What is CASTOR

The Cosmological Advanced Survey Telescope for Optical and ultraviolet Research (CASTOR) is a proposed mission, led by the National Research Council of Canada and the Canadian Space Agency with a planned launch in late 2020s. The telescope will provide wide-field (0.25 $deg^{2}$) UV and optical imaging at Hubble-like resolution (∼0.15′′). CASTORs reference optical design is a 1 metre unobscured three-mirror anastigmat telescope. These mirrors divide the incident flux between three filters corresponding to the NUV, u, and g-bands, together providing simultaneous coverage over the wavelength range ∼150–550 nm.

Within the first five years of CASTORs launch, it will image ~5% of the sky reaching a u-band depth 1.3 magnitudes deeper than LSST (Côté et al. 2019a).

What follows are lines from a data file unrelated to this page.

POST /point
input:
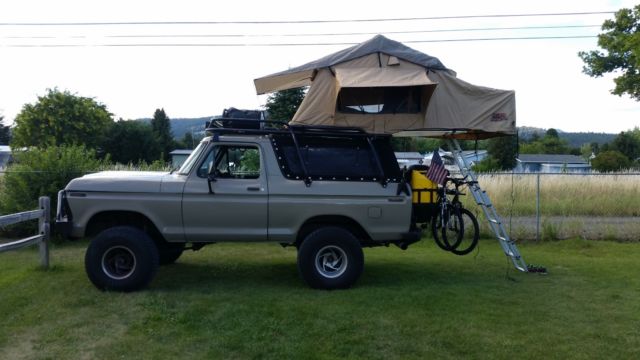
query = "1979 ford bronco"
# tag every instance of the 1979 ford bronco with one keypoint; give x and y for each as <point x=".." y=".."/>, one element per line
<point x="327" y="191"/>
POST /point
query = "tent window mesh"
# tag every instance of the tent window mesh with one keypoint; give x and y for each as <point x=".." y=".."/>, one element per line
<point x="380" y="100"/>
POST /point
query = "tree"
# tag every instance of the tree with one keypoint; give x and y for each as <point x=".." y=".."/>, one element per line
<point x="620" y="41"/>
<point x="162" y="132"/>
<point x="282" y="105"/>
<point x="43" y="172"/>
<point x="611" y="160"/>
<point x="628" y="144"/>
<point x="131" y="142"/>
<point x="61" y="118"/>
<point x="5" y="132"/>
<point x="503" y="150"/>
<point x="551" y="143"/>
<point x="187" y="142"/>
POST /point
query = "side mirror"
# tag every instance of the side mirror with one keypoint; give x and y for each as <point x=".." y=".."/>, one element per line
<point x="211" y="177"/>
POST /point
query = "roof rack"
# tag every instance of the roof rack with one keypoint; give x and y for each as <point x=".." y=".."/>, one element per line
<point x="264" y="127"/>
<point x="261" y="127"/>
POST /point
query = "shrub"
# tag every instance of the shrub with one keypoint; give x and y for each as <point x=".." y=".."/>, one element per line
<point x="42" y="172"/>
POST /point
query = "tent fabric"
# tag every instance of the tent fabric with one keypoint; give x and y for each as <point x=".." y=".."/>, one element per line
<point x="303" y="75"/>
<point x="448" y="106"/>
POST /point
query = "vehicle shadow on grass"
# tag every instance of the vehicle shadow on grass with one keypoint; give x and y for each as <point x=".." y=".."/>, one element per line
<point x="202" y="277"/>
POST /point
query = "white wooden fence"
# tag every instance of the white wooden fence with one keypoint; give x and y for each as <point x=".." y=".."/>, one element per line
<point x="44" y="231"/>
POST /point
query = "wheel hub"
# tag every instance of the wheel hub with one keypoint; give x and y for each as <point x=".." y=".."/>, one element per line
<point x="331" y="261"/>
<point x="118" y="262"/>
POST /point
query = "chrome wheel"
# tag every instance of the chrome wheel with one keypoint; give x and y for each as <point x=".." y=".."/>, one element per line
<point x="331" y="261"/>
<point x="118" y="262"/>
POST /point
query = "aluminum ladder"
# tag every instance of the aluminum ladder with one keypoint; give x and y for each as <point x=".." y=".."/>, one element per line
<point x="482" y="199"/>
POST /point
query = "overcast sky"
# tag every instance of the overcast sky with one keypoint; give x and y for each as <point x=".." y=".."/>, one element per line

It will also provide the widest deepest, and highest-resolution legacy survey available in the UV and blue-optical. CASTORs reference design contains a digital micro-mirror device (DMD)-based configurable UV multi-object spectrograph (UVMOS) in a parallel field, providing access to 𝜆 ∼ 1500–3000 Å with R ∼ 1500. CASTOR also has low-resolution (R∼300–420) grism-mode spectroscopy in the UV- and u-bands over the entire field of view.

With these tools CASTOR can accomplish a range of transformative science in virtually every subfield of astronomy, from the deeper probing of the universe in cosmology and blackholes to the smaller more precise observations of exoplanet atmospheres and mapping of the outer solar system. While this important science is taking place, CASTOR will provide an enormous legacy of archival observations strongly complementary to other wide-field surveys over the next decade (e.g., Euclid, Roman). This will happen through a dedicated transient survey and a Target of Opportunity (ToO) program.